Each extension is a separate Aiken smart contract (validator) that interacts with the UVerify state validator. The backend provides ready-made transaction builders so you do not have to write any Cardano transaction logic yourself.

Available Extensions

Fractionized Certificate

Issue a certificate that allows multiple claimants to mint a fixed supply of fungible tokens. Ideal for reward distributions, token airdrops tied to verifiable credentials, or any scenario where a certificate represents a divisible asset.

Tokenizable Certificate

Attach a unique NFT to a certificate.
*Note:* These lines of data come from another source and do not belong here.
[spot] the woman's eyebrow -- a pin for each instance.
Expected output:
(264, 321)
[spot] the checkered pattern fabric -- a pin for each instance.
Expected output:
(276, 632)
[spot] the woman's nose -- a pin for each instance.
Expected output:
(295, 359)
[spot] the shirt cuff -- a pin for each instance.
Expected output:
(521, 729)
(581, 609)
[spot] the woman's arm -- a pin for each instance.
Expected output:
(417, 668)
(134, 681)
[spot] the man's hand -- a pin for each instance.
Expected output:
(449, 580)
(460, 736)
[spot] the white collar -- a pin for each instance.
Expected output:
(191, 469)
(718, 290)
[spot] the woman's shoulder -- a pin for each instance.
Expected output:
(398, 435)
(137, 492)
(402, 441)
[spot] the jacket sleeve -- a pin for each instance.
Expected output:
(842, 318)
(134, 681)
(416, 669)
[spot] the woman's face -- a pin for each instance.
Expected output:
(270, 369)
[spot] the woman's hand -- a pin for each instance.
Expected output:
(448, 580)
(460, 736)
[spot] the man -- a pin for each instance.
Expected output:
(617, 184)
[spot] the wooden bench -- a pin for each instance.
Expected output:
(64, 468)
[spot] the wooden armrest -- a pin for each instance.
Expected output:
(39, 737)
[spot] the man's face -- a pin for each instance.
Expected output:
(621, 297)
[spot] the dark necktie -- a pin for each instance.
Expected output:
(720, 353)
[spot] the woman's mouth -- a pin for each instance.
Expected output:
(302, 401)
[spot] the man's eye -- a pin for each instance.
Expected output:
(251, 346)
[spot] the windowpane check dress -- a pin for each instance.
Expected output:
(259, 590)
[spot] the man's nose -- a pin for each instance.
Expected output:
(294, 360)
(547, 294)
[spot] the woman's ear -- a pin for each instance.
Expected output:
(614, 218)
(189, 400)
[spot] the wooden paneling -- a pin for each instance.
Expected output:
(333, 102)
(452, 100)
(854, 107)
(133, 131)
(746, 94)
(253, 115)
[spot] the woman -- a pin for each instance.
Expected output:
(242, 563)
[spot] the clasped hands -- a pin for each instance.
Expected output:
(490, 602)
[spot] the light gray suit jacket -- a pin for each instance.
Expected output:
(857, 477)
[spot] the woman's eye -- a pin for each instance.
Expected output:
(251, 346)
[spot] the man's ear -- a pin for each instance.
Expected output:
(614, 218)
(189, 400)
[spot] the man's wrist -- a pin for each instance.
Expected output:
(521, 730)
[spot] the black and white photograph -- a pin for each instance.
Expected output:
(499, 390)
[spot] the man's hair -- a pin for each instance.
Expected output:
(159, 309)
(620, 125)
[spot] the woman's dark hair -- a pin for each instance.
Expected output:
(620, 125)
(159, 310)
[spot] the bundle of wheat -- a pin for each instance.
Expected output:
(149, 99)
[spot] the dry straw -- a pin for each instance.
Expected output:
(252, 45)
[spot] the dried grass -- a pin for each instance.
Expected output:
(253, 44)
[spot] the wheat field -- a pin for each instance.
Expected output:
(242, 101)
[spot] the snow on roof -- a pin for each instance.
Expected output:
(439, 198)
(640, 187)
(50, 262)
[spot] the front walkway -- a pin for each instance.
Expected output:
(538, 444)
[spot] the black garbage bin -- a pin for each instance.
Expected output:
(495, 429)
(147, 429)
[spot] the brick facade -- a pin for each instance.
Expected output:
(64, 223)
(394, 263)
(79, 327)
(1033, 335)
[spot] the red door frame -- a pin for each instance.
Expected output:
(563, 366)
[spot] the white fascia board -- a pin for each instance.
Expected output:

The designated owner can redeem it once to receive a non-fungible token, with optional CIP-68 support for rich on-chain metadata.

Common Architecture

Both extensions share the same underlying design:

  • A sorted linked-list of UTxOs lives at the validator script address. Each node holds one certificate entry and a pointer to the next node (by key, in ascending byte order).
  • A special HEAD node stores the global configuration (deployer key, allowed inserters, UVerify validator hash, and extension-specific settings).
  • Every insert transaction atomically updates the UVerify state validator in the same transaction, so the on-chain certificate record and the extension node are always in sync.
  • The backend handles EUTXO contention automatically: if two inserts conflict on the same predecessor node, the second transaction is rebuilt using a fork-and-orphan strategy.

API

Both extensions expose the same two REST endpoints:

MethodPathPurpose
POST/api/v1/extension/{type}/buildBuild a transaction (Init / Insert / Claim or Redeem)
GET/api/v1/extension/{type}/status/{key}Query the current on-chain node status

Where {type} is fractionized-certificate or tokenizable-certificate.

Full request/response schemas are available in the API Docs.